Non le pesa come sconfitta delle istituzioni questo degrado culturale dello Stato che si trasforma in violenza e sangue?

“Ciò che mi pesa di più è vedere che molte istituzioni non colgono la drammaticità di questo degrado. A Santa Maria nessun operatore, che magari non era presente al momento delle botte ma era entrato in servizio al turno successivo, ha fatto una denuncia. E a Verona, la prima reazione di qualche istituzione è stata: cambiamo il reato di tortura”.

Arrivare al reato di tortura è stato faticoso e ora che i pestaggi escono dal sommerso si chiede di “tipizzarlo”, ovvero cambiarlo. Risultano forzature nell’applicazione pratica?

“Al momento non vedo forzature. Bisogna dare il tempo alla giurisprudenza di stabilire qual è l’area di applicazione del reato e la sua effettiva capacità deterrente. Quanto all’emersione dei pestaggi, vedo due dati positivi: la sempre crescente insofferenza da parte di poliziotti più giovani, anche con maggiore cultura, verso atteggiamenti di violenza; il crescente sviluppo di indagini interne da parte di settori specializzati dei vari corpi di polizia”.
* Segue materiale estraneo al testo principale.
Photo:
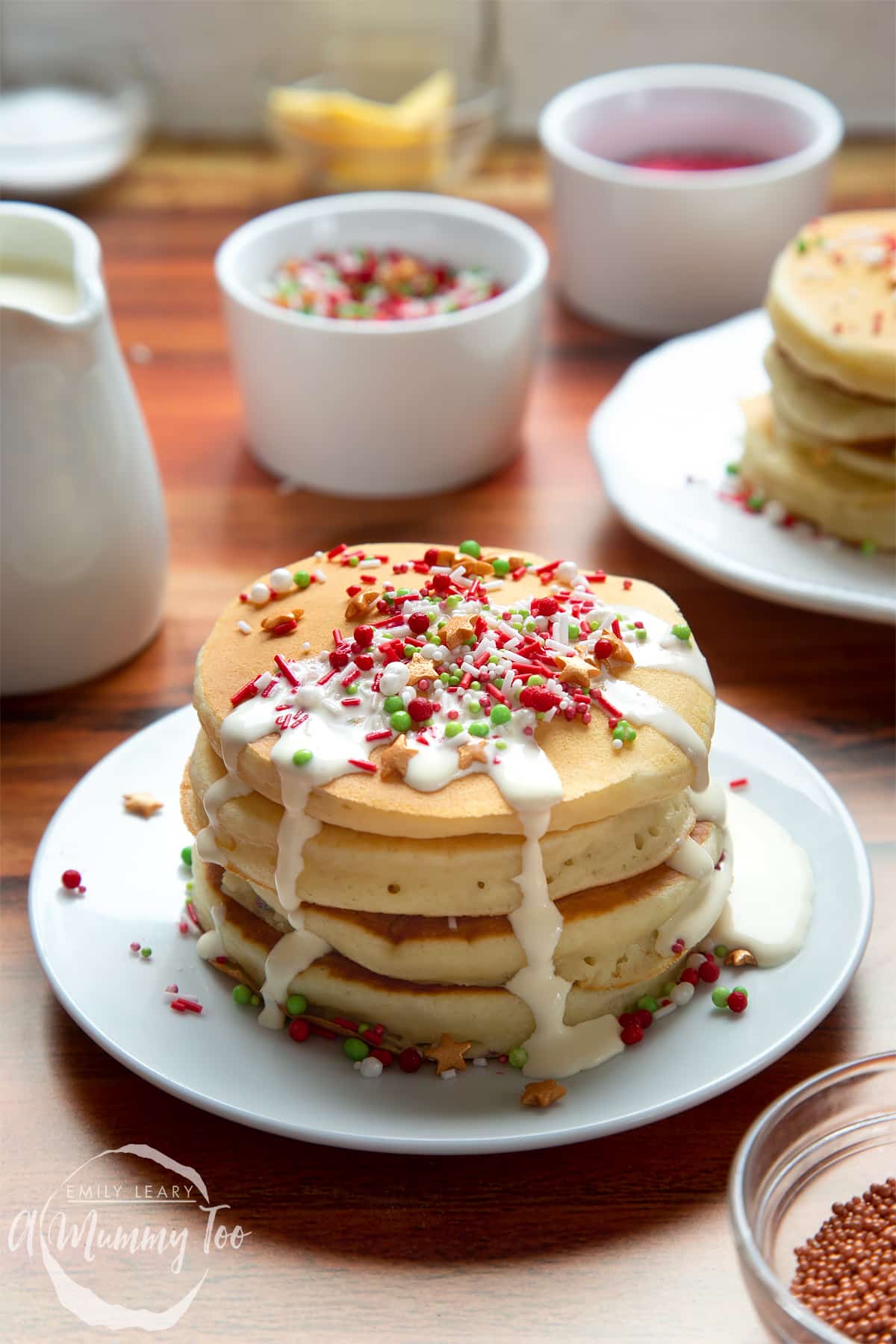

Il 2022 è stato l’anno record dei suicidi in carcere, 85, e in questi sei mesi del 2023 siamo già a 30.

“Fermo restando che la decisione di mettere fine alla propria vita ha aspetti imperscrutabili che sempre meritano rispetto, va detto che se il discorso pubblico tende a descrivere il carcere come luogo di non ritorno, dove le persone devono marcire, questo può accrescere l’angoscia di chi ci finisce dentro”.

Sette anni fa l’area del penale contava 98.854 persone, oggi 137.366 (di cui 57.350 in carcere); intanto gli omicidi volontari sono scesi del 25%, l’associazione mafiosa del 36%, le rapine del 33%. Cosa raccontano questi dati?

“Che stiamo affidando sempre più al penale la risoluzione di contraddizioni che dovrebbero trovare risposte nel territorio. Il diritto penale dovrebbe entrare in gioco solo in via sussidiaria mentre è il primo strumento usato per comporre i conflitti. Peraltro, le 80mila persone in misura alternativa dovrebbero essere seguite da personale specializzato e anche supportate con adeguate strutture. Ma dubito che questo avvenga”.

Aumentano i detenuti che scontano pene brevi o brevissime. Qual è il senso del carcere in questi casi?

“Nessuno. Avere in carcere 1.551 persone condannate a meno di un anno significa solo sottrarre loro del tempo di vita senza dare alcun significato a quella sottrazione: non potrà essere un tempo di rieducazione né funzionerà da deterrente perché la persona non cambierà e in più avrà lo stigma della detenzione. Quindi, la situazione che l’ha portata in carcere si ripeterà. Meglio pensare a strutture diverse, collegate al territorio, e lasciare il carcere ai reati più gravi”.

Lei propone di ripensare il carcere ostativo e il 41 bis - nati dopo le stragi mafiose degli anni 90 ma estesi poi ad altri reati - perché incompatibili con il mandato costituzionale della rieducazione del condannato...

“Terrei separati i due discorsi. Sull’ostatività: bisogna sempre tener fermo il principio che una pena deve prevedere la speranza della sua fine e ricordare che, nel caso di pene temporanee, tenere una persona chiusa fino all’ultimo giorno senza mai sperimentarne la capacità di reinserimento diminuisce la sicurezza collettiva. Quanto al 41 bis, ritengo doveroso e necessario un regime che impedisca la comunicazione con l’esterno, ma le regole di questo regime speciale devono essere sempre sottoposte a un vaglio scrupoloso di necessità, proporzionalità e razionalità”.